In June this year we published our Banking Supervision Strategy paper. In it we explained the steps we would be taking, and asking the domestic banks to recognise provisions more closely to the reality of the actual losses incurred in their loan books and, separately, to enhance the quantity and quality of their disclosures. We explained then that our aim is “to ensure that financial statements are prepared on a more conservative, prudent and consistent basis that, over time, will enhance trust in Irish banks’ financial statements”.

In the intervening period, the banks concerned have engaged with the Central bank in an exemplary manner to progress this work, such that we expect to achieve the objective we set in June in good time for the publication of annual results for the 2011 financial year.

The consequence for banks’ will be a change in their provisioning methodologies reflecting more conservative impairment triggers being adopted which will result in earlier completion of impairment reviews and a more conservative and realistic approach to the measurement of provisions across all portfolios.

This will occur within existing accounting standards.
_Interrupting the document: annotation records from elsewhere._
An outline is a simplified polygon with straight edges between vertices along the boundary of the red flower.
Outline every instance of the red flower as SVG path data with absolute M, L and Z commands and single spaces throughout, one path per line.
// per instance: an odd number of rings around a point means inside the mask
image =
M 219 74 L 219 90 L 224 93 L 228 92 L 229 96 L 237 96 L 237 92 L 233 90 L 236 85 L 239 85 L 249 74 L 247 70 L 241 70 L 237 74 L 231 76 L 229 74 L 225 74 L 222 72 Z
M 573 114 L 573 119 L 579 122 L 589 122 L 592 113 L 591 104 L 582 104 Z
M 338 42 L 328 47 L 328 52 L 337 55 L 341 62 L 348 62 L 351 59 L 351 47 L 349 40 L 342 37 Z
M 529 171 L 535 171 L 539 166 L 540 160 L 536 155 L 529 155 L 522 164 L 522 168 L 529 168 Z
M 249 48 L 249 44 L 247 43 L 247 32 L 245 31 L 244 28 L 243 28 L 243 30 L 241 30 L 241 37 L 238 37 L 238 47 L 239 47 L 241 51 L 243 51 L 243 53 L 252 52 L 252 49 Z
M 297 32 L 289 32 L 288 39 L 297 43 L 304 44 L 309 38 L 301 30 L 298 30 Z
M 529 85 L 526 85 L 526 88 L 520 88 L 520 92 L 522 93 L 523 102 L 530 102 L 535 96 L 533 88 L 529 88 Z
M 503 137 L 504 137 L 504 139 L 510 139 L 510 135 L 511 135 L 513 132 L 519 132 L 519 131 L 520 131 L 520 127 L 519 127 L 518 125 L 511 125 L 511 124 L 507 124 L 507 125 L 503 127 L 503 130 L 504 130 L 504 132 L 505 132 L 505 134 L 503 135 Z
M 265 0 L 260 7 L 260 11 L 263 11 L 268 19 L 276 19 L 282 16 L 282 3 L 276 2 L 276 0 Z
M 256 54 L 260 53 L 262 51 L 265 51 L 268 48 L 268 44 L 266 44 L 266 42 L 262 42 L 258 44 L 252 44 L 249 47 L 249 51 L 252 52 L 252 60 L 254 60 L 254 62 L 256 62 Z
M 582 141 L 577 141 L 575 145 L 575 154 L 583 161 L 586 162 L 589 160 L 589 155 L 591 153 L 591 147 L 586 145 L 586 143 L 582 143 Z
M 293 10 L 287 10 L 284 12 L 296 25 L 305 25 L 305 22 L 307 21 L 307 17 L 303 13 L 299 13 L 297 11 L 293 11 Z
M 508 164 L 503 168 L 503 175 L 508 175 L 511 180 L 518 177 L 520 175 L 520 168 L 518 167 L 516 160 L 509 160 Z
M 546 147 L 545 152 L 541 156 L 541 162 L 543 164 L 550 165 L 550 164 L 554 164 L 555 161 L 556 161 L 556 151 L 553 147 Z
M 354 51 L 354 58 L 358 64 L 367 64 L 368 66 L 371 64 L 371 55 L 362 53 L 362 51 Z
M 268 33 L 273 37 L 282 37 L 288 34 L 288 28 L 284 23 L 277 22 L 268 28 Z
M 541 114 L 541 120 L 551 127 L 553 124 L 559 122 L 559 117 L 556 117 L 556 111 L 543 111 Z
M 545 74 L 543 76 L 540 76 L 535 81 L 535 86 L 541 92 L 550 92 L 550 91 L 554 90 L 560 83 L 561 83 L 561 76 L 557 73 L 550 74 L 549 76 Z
While we are satisfied that we have achieved the best results possible within the limitation of these standards, it is important to state that we consider the existing standards an imperfect substitute for an expected loss approach. The absence of an expected loss standard under International Financial Reporting Standards remains a somewhat troubling omission from the post-crisis reforms announced to date.

Significant progress has also been made to improve Irish banks’ disclosures. Again working with the banks, we have taken the best examples internationally of high quality disclosure and imported into our own reporting requirements for banks.

Examples include:

  • Forbearance strategies and metrics for residential portfolios
  • Outlining the Impairment Triggers for the different portfolios;
  • Mortgage Loan origination;
  • Average LTV across the mortgage portfolios; and
  • Analysis of LTV of the 90 day past due.


 As an objective underpinning the Financial Measures Programme was to foster investor confidence through enhanced disclosure, these new requirements for our banks are an important further step towards this goal.

We will publish our detailed proposals in this area in time for Christmas.

Closing remarks

The changes which have occurred, are occurring, and indeed are likely to occur in the domestic and international regulatory regime are, naturally, of particular interest to this audience.

Complying with the new requirements is a major operational challenge; and I am sure that many of you do not currently consider your jobs to be undemanding.

It is very much the Central Bank’s expectation, of course, that the steps financial institutions take go beyond compliance with the letter of our requirements. How financial institutions behave is, now more than ever, a matter of public interest.

For the industry and its regulator the task now is to create a lasting culture of compliance – in the broadest sense of that term – in Ireland. At the Central Bank we recognise the efforts you make in this regard, even if at times it perhaps might feel otherwise.

Events such as this one afford us all the opportunity to discuss that challenge. But what matters, of course, is what happens outside this room. Ultimately all of us involved in this industry exist to serve others, and it is towards their protection that our work is properly directed. This makes our respective work demanding yet rewarding. The challenge now is to rise to meet the ambitious agenda we have set ourselves. We look forward to working with you to this end.

Thank you.


1 The tests for legitimacy are, of course, set out in the Act.